林若卿起手一記下馬威,當場控製住了局勢。
她冷眼看向晏無歡:“你也放心,如果你真的無辜,本大臣絕不冤枉你。”
“唔……”
晏無歡可不無辜,她是真的牽涉其中,甚至是前期謀反的核心人員。
“無歡,你且委屈一下吧。”
武清璃以眼神示意晏無歡放下心來,她會外麵運作好一切的。
晏無歡被押下之後,林若卿淡然地走進總督府,隨意地坐在武清璃的寶座上。
“總督大人,你說許子魚和慕清羽謀反,證據何在?”
“林大人,慕清羽給掌爐殿下令製造毒丹,意圖謀害帝國駐軍,人證物證俱在,大人可隨時調閱。”

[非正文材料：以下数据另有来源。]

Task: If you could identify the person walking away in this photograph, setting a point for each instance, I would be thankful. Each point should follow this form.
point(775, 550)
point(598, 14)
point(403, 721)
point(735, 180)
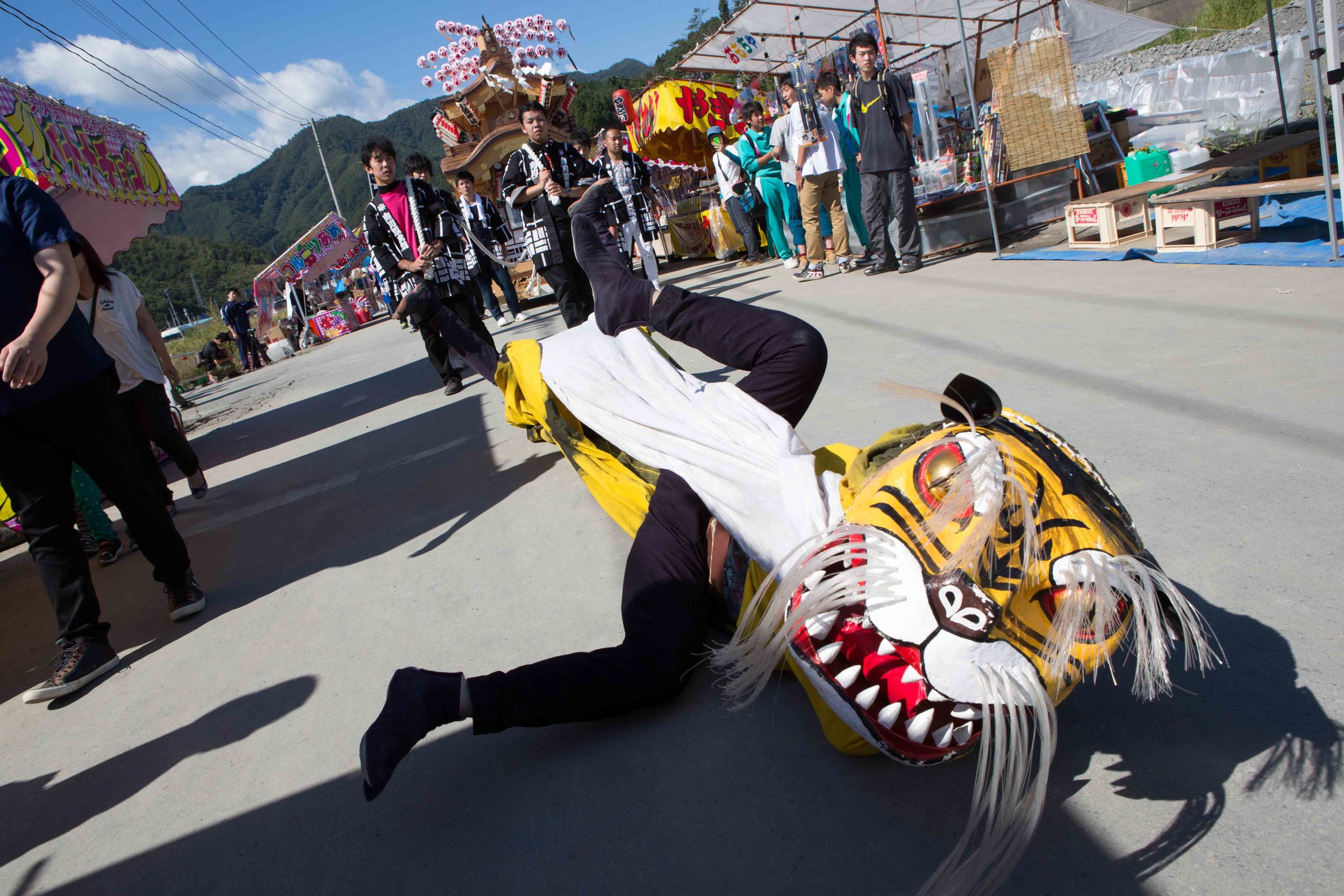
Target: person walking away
point(631, 175)
point(488, 226)
point(58, 407)
point(733, 191)
point(886, 155)
point(542, 181)
point(820, 168)
point(412, 237)
point(760, 160)
point(240, 324)
point(840, 104)
point(123, 326)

武清璃早就將最要命的證據控製好了,她自認為有了人證物證,慕清羽謀反一事便能坐死。
“慕清羽承認了這批毒丹是要謀害帝國軍隊嗎?”
林若卿從侍女手裡接過一杯茶,隨意地聞了聞,並沒有喝。
“沒有,可是這批毒丹除了謀害駐軍,也沒有彆的用途啊。”
“你這就是主觀推測了,不能作為判決的證據。”
林若卿意味深長地說道:“總督大人,陛下派我來,說明他老人家極為在意此事;如果你的證據隻有這些……我白跑一趟沒事,要是耍了陛下,那事情就大了!”
武清璃立刻拿出第二份證據:“許子魚長期和焚天門的方天浣保持聯係,且她們又是道侶,至今沒有斷絕關係。”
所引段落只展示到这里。